From 2008 to 2009, the term herbivore men became a widely used and trendy term in Japan. It even was voted into the top ten of Buzzwords of the Year in December 2009 by U-CAN.[3] This term has become increasingly more popular as of late as herbivore men in Japan have become commonplace. Sōshoku-kei danshi (Herbivore Men) was a movie released in 2010 in which one of the main characters displays herbivore tendencies. Throughout the movie, he struggles to understand sexual situations, such as a woman inviting him to sleep with her.[3] In the same year, singer-songwriter Gackt held a male-only rock concert in an attempt to bolster “men’s spirit … and sexuality” against the herbivore men masculinity in Japan’s society.[15]
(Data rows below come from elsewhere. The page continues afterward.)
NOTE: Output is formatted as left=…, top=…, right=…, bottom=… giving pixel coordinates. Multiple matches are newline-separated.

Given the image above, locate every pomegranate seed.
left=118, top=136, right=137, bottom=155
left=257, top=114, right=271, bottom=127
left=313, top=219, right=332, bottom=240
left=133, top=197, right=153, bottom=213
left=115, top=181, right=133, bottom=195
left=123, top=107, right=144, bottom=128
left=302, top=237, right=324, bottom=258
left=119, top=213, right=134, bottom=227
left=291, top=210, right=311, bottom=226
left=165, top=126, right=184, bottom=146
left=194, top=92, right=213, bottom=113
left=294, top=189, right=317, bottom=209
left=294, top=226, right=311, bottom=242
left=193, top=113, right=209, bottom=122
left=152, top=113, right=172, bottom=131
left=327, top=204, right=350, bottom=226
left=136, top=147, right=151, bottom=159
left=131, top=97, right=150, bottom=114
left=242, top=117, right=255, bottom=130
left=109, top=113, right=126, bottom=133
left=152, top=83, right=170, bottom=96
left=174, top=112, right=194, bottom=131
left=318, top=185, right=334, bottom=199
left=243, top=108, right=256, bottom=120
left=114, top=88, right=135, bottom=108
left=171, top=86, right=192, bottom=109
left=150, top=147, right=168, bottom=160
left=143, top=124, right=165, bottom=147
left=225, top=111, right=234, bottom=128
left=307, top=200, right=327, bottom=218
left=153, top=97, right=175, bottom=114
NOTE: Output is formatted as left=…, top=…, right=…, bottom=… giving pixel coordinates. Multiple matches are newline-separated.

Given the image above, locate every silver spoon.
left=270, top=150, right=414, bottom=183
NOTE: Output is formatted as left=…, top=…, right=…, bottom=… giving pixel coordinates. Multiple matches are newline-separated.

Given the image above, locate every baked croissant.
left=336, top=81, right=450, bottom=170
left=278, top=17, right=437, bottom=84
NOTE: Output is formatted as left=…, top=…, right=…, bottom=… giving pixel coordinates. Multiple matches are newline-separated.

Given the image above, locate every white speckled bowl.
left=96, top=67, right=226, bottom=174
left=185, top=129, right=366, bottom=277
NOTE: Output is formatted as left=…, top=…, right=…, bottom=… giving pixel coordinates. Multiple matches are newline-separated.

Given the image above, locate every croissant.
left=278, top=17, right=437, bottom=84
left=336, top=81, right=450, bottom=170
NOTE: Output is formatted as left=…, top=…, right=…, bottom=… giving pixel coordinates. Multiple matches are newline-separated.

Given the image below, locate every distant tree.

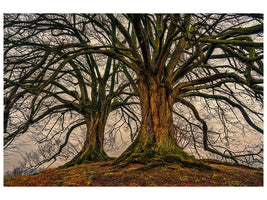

Not only is Japan home to anime and manga culture, which is essentially the virtual idealization of the opposite sex (mostly females for male readers, viewers, or game players), as well as the home of the largest and kinkiest porn industry, but it has for a long time had a huge male sex toy industry. While until quite recently in the West, use of male sex toys was stigmatized and the choice was limited to either the Fleshlight or cheap rubbish, Japan has had a male masturbator market (led by companies such as Tenga) that rivals or even exceeds the vibrator and dildo industry for women. And today, virtual reality porn is booming in Japan, with dozens of new releases by the major studios every day, while the industry struggles to gain momentum in the West. They are even pioneering the development of ‘holographic girlfriends‘, as well as recently creating a ‘robotic girlfriend arm’ in order that lonely men can feel the illusion of walking hand in hand with a girlfriend.

I suppose it’s a welcome thing that at least in Japan, clever ways are being thought of to use technology to solve the ‘problem’ of declining marriage and birth rates, instead of simply taking a legislative sledgehammer to technology as in the West (such as banning sex robots and the like).